Extremize Optical Chiralities through Polarization Singularities

TL;DR

This paper introduces a systematic approach to extremize optical chiralities in photonic structures by analyzing polarization singularities and mode topologies, revealing conditions for maximal or minimal chiral responses.

Contribution

It develops a novel framework linking polarization singularities and quasi-normal modes to control and extremize optical chirality in photonic structures.

Findings

Singularity directions enable ideal chirality maximization or minimization.

Intrinsic structures can exhibit no chirality or opposite chirality depending on incident direction.

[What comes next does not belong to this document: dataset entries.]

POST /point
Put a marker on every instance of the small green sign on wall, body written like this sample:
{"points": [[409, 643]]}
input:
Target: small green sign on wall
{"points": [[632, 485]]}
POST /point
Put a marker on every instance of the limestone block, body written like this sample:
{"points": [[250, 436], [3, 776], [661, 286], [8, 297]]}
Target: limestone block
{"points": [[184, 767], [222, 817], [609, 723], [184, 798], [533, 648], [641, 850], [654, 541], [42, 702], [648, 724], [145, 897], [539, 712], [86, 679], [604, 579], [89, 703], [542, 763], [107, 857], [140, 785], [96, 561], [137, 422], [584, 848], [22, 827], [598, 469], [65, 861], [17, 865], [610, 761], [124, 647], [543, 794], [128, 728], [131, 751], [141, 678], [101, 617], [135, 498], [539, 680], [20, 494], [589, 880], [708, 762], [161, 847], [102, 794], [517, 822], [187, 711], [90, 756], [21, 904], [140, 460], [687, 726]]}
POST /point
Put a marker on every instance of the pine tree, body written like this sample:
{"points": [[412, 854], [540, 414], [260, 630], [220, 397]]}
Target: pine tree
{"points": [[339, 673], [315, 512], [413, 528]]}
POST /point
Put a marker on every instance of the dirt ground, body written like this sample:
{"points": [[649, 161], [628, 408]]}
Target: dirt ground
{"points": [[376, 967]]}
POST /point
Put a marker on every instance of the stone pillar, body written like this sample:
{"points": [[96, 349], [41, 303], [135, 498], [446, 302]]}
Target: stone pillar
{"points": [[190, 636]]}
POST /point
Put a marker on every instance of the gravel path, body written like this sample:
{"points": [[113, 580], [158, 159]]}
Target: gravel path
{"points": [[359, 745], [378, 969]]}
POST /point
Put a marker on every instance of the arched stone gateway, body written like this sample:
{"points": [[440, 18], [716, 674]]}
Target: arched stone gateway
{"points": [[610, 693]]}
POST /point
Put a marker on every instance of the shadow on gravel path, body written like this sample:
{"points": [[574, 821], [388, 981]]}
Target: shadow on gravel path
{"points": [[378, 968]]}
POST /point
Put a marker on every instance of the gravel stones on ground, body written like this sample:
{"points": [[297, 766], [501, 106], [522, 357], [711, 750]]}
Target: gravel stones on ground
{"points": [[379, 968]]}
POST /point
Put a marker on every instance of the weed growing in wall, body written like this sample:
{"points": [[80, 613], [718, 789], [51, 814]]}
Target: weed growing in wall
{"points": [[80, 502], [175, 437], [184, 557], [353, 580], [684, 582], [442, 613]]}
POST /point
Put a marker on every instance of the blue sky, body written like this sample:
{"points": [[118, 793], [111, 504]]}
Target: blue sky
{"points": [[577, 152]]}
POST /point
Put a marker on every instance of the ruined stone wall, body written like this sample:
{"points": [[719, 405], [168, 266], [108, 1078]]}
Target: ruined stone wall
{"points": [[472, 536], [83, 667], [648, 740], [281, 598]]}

The framework applies to both finite and infinite photonic structures.

Abstract

Chiral optical effects are generally quantified along some specific incident directions of exciting waves (especially for extrinsic chiralities of achiral structures) or defined as direction-independent properties by averaging the responses among all structure orientations. Though of great significance for various applications, chirality extremization (maximized or minimized) with respect to incident directions or structure orientations have not been explored, especially in a systematic manner. In this study we examine the chiral responses of open photonic structures from perspectives of quasi-normal modes and polarization singularities of their far-field radiations. The nontrivial topology of the momentum sphere secures the existence of singularity directions along which mode radiations are either circularly or linearly polarized. When plane waves are incident along those directions, the reciprocity ensures ideal maximization and minimization of optical chiralities, for corresponding mode radiations of circular and linear polarizations respectively. For directions of general elliptical polarizations, we have unveiled the subtle equality of a Stokes parameter and the circular dichroism, showing that an intrinsically chiral structure can unexpectedly exhibit no chirality at all or even chiralities of opposite handedness for different incident directions. The framework we establish can be applied to not only finite scattering bodies but also infinite periodic structures, encompassing both intrinsic and extrinsic optical chiralities. We have effectively merged two vibrant disciplines of chiral and singular optics, which can potentially trigger more optical chirality-singularity related interdisciplinary studies.